Whereas its determination to inform Terry’s story vastly restricts its freedom, Condominium 7A nonetheless stumbles upon concepts that really feel each distinctly tied to these on the coronary heart of its larger franchise and distinctive to it. In its father or mother movie, Farrow’s Rosemary is a girl who believes that these round her really see her as a human being. It’s solely on the finish that she discovers they view her and her physique as means to their very own ends, and it’s due to the unvarnished great thing about Farrow’s efficiency that we really feel simultaneous horror and heartbreak for her. Condominium 7A, in the meantime, makes use of Terry’s profession as a vessel to discover how the skilled goals of girls have lengthy been seen and utilized by these in energy — largely males — as bargaining chips or alternatives to use them.

That fact is made instantly clear to each the viewers and Garner’s Terry, although, which implies that Condominium 7A‘s confidently executed ending is rendered largely weightless. The prequel forgets simply how necessary the supporting characters of Rosemary’s Child are to its greatest moments, and it invests so little in them that their therapy of Terry doesn’t land as harshly because it ought to. The brand new movie is a trendy and, at occasions, genuinely scary prequel, however it says so little new that its existence is left unjustified.

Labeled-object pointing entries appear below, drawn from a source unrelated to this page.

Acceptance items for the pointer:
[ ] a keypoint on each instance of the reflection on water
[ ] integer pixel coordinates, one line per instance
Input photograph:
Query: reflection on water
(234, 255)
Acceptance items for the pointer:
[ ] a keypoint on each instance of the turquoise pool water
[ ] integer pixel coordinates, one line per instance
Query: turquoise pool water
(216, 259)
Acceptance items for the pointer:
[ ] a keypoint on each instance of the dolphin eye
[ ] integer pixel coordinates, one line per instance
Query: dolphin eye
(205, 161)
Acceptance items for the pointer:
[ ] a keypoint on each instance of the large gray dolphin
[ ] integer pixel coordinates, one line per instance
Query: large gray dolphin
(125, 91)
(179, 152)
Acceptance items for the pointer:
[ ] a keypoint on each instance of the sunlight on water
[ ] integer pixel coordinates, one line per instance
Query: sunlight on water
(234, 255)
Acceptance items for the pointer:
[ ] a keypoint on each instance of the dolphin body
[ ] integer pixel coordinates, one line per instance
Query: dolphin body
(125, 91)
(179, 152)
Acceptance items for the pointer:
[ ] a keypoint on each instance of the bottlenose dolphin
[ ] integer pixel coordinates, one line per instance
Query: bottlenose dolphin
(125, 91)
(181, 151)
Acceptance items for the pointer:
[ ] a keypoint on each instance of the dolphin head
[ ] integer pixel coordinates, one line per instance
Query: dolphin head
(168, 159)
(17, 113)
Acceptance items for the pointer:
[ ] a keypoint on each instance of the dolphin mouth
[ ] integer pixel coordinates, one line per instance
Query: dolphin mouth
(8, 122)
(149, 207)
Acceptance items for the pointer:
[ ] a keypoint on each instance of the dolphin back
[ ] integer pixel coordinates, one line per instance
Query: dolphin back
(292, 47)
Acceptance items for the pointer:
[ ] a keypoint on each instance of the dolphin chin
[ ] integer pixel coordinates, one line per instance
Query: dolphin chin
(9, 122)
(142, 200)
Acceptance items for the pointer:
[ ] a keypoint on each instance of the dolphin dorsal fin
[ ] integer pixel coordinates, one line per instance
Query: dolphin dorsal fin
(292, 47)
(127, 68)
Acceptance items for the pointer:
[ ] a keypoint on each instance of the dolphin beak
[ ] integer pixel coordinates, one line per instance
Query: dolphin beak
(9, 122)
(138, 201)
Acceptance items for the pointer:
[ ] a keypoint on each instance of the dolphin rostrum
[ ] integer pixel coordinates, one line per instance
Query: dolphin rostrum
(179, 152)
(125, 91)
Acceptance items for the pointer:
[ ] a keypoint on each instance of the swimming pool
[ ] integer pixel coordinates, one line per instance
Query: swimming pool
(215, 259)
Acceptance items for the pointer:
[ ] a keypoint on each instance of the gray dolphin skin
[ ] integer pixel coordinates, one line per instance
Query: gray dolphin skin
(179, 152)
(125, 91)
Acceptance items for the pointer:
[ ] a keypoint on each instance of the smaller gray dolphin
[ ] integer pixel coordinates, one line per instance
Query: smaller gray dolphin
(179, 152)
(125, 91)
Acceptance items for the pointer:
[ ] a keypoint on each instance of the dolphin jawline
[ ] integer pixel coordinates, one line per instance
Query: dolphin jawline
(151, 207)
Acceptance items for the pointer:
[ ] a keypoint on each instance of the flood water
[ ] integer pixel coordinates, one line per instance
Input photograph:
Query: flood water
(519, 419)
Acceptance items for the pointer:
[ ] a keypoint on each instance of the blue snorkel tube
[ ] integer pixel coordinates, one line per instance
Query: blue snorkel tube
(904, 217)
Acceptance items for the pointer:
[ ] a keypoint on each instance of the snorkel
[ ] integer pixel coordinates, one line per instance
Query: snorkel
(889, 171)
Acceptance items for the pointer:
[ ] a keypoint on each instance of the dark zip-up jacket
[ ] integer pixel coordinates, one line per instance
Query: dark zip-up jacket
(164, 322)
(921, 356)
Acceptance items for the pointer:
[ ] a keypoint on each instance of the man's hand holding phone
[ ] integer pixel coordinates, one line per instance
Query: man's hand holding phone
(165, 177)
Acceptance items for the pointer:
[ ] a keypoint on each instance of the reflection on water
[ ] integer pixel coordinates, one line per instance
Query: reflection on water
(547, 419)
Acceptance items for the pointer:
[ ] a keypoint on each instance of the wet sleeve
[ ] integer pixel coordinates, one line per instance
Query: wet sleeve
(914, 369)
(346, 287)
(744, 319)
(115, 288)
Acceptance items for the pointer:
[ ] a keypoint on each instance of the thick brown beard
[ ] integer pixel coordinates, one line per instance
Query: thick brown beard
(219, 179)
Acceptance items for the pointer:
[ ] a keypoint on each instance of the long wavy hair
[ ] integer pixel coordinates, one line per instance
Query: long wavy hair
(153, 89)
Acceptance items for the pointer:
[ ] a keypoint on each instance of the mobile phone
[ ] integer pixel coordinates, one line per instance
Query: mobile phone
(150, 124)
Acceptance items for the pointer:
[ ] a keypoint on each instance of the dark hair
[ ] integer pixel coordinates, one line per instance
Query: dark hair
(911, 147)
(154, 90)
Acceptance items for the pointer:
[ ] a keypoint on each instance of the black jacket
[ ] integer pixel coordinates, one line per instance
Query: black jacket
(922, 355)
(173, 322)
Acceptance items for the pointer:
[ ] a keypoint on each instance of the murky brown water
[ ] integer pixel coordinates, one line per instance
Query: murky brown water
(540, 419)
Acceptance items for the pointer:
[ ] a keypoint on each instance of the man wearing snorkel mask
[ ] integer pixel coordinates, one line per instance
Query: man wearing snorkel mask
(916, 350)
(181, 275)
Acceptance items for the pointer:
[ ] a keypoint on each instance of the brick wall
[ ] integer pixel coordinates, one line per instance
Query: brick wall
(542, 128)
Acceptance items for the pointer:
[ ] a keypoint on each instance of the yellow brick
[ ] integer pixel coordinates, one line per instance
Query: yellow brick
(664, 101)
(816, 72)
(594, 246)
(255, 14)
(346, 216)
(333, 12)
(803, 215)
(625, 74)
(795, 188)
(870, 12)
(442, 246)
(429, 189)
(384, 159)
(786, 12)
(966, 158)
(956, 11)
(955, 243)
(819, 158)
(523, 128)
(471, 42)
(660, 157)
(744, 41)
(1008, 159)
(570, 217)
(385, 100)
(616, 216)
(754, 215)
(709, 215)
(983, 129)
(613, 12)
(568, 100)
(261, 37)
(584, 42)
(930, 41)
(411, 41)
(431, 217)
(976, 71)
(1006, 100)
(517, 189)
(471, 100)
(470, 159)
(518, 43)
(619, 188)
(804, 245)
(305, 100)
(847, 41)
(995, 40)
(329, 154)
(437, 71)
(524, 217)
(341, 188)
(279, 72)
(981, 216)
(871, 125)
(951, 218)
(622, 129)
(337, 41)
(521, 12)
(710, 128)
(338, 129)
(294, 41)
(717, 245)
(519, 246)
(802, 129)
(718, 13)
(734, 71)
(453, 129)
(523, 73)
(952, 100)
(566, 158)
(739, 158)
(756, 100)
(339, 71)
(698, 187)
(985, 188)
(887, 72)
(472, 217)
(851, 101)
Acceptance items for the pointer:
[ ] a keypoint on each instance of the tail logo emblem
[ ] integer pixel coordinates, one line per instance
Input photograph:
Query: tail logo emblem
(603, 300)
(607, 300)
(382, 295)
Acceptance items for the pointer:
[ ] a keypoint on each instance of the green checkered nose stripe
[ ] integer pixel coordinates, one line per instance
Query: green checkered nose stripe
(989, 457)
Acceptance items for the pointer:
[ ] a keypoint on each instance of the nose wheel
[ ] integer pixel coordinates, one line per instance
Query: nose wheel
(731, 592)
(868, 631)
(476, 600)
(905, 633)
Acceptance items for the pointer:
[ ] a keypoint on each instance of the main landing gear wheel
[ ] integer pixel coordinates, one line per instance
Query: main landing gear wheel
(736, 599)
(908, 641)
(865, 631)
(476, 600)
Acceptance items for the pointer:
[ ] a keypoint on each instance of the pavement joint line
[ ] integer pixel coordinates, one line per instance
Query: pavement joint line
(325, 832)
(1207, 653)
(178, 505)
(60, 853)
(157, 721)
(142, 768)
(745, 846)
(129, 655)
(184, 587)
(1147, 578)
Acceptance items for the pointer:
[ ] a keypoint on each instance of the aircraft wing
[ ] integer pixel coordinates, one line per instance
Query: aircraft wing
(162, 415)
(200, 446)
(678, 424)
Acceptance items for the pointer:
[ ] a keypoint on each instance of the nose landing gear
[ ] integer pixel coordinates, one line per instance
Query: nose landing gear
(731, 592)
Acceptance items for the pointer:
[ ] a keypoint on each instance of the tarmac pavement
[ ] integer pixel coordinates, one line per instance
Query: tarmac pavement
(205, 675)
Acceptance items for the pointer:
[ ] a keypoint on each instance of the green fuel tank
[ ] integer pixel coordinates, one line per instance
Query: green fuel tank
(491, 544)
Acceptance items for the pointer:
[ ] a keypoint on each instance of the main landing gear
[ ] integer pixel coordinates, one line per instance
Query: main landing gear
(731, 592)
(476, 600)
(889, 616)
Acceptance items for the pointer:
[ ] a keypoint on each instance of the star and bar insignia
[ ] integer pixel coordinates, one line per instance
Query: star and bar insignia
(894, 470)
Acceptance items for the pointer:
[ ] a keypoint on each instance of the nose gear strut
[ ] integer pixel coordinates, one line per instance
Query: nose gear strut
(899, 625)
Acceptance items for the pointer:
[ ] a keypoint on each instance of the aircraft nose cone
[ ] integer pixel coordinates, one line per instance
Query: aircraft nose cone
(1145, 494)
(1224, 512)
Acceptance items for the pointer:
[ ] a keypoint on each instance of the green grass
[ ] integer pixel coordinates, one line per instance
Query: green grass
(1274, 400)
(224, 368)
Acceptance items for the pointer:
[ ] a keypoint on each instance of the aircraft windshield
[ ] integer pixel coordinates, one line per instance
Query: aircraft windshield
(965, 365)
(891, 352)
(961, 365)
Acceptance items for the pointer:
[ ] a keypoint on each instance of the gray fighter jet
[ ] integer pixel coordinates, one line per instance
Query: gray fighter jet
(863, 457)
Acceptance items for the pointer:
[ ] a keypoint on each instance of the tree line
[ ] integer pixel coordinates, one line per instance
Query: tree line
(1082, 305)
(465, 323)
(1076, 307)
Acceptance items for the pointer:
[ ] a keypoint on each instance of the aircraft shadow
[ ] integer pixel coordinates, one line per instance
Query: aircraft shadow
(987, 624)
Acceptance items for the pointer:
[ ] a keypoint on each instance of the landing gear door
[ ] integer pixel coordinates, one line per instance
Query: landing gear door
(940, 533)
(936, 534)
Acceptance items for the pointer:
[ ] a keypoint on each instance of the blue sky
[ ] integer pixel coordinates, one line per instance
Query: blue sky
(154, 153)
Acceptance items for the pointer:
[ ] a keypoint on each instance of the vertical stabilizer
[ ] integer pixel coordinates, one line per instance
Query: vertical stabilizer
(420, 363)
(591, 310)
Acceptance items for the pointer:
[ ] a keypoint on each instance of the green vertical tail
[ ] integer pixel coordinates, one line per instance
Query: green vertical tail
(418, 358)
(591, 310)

Condominium 7A | Official Trailer | Paramount+

Rosemary’s Child director Roman Polanski’s real-life actions have made appreciating the artistry of his early movies and his potential to spotlight the overwhelming nature of the world’s evil a troublesome act. Had it higher understood what makes Polanski’s 1968 movie so haunting, Condominium 7A might have emerged as a worthy various for these bored with grappling with its predecessor’s now-complicated legacy. However it unwisely tries to switch the delicate, strangling impact of Rosemary’s Child with a blunter type that’s considerably much less efficient. Its horrors are extra apparent, its concepts extra ham-fisted. It hits you within the face, however it doesn’t get below your pores and skin.

Condominium 7A is streaming now on Apple TV+.